Operation Manual
40 Setting Up Sites and Pages
3. (For the site) Use the two suboptions to allow or prevent search
engines indexing the entire site (check/uncheck Index pages on this
site option) or to allow or prevent indexing of all pages linked from an
indexed page (check/uncheck Follow links from pages option).
- or -
(For the page) Ensure Override site search engine settings is
checked, then check Create robots meta tag and check/uncheck the
equivalent suboptions for the specific page.
Excluding pages from indexing (Robots file)
The objective of this method is the same as that for using a robots meta tag, but
instead a robots.txt file is created and no robots meta tag is included in web
pages. The robots.txt file is stored in the web site's root folder and can be viewed
in any text editor to verify the excluded pages and folders.
To enable a robots.txt file:
1. Choose Site Properties... from the File menu.

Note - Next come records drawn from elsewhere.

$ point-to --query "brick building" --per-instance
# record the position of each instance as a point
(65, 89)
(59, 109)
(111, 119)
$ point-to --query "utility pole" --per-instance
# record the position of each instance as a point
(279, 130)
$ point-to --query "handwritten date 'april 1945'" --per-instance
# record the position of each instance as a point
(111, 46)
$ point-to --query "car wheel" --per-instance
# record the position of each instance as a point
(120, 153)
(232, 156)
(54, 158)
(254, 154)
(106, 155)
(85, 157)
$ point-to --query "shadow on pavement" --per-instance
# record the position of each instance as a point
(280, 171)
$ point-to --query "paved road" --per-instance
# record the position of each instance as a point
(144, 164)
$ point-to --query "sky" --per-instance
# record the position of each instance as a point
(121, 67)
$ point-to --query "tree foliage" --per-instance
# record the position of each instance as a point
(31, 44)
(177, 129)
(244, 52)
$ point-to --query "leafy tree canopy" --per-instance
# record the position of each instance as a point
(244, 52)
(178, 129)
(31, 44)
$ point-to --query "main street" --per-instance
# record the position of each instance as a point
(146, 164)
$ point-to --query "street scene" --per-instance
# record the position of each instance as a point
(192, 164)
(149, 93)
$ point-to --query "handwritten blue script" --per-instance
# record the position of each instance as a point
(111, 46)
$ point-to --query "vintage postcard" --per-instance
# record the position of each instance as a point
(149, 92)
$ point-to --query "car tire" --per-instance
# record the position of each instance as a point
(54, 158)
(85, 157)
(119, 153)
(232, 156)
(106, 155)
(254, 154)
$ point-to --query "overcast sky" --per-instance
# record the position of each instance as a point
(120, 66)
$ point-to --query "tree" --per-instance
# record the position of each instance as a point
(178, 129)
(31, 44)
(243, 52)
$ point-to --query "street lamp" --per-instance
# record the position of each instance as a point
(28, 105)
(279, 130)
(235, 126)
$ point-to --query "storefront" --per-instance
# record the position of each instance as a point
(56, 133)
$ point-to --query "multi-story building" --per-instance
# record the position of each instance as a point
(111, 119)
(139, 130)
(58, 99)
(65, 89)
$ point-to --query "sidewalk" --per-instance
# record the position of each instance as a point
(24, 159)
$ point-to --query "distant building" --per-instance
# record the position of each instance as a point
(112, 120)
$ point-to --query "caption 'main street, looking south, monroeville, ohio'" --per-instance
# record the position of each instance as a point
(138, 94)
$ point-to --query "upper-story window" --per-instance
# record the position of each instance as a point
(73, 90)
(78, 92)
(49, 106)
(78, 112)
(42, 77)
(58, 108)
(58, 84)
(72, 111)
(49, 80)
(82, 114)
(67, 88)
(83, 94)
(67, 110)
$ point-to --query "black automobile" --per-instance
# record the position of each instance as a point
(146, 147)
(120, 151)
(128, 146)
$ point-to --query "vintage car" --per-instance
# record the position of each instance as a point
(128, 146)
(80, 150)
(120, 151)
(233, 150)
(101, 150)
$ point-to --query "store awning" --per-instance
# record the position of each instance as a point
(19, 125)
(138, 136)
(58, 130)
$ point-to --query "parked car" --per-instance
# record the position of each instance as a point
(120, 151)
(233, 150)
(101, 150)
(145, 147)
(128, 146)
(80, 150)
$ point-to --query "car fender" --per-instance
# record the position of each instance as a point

2. From the Search Engine menu option, check Create search engine
robots file.
3. (For the site) To allow or prevent search engines indexing the entire
site (check/uncheck Index pages on this site option).
- or -
(For a page) From page properties, to prevent search engines indexing
the page, ensure Override site search engine settings is checked,
then uncheck the Index this page option.
Including pages in indexing
So far we've looked primarily at methods of excluding web pages from
indexing. Without these controls, web pages will be indexed by discovering
page hyperlinks and crawling through them, harvesting keywords, descriptions,
and page text to be indexed. However, this process may not be efficient as there
may be a limited number of inter-page hyperlinks present throughout your site.
As a result, a search engine sitemap file (sitemap.xml) can be created to act as a
local lookup for crawlers to begin investigating your site. The file simply lists
pages in your site that you've decided can be indexed. The file also indicates to
search engines when pages have been modified, informs when the search engine
should check the page and how "important" pages are in relation to each other.